TV presenter and naturalist Chris Packham has lent his support to the Dinosaurs of China exhibition, which will display some of the world’s best-preserved fossils in Nottingham.

Known for presenting popular nature programmes on TV, Packham has a passion for palaeontology and is keen to help tell the story of dinosaur evolution through the exhibits on show.

Described as a ‘world exclusive’, the exhibition will include Mamenchisaurus – the tallest mounted dinosaur skeleton in the UK – and the Gigantoraptor, the largest bird-like feathered dinosaur in the world.

Packham said: “The way dinosaurs have evolved is truly fascinating and I’m passionate about spreading the message far and wide.

“This exhibition provides a real once-in-a-lifetime chance to see some of the most exciting dinosaur discoveries in recent years and learn more about how dinosaurs actually looked when they roamed the earth.”

Opening in Nottingham on July 1, Dinosaurs of China is a collaboration between Nottingham City Council and the University of Nottingham, which have worked with the Institute of Vertebrate Paleontology and Paleoanthropology in Beijing and the Long Hao Institute of Geology and Paleontology Inner Mongolia.

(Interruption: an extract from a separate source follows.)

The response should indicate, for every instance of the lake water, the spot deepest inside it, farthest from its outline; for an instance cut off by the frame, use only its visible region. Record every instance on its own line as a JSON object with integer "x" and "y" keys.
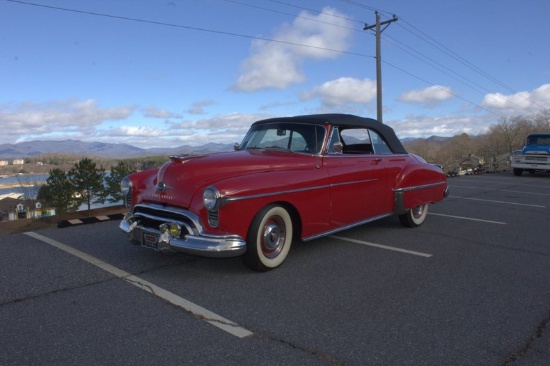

Dr Adam Smith, exhibition curator, added: “We are extremely excited to be bringing together such an interesting collection of specimens, and delighted that Chris is supporting us. He shares our enthusiasm and understands the importance of the Dinosaurs of China exhibition.

“Several of the fossils on display are globally significant because they show that some dinosaurs had feathers.

“Many of the species have only been discovered in the past 20 years, and one was named just two years ago, so we really are showing these new discoveries to the world.”

Wollaton Hall will host the main exhibition (July 1-October 29), while the second exhibition at Nottingham University’s public arts centre, Lakeside Arts, will welcome the Alxasaurus and the Dilophosaurus to the university’s own Life Science collection.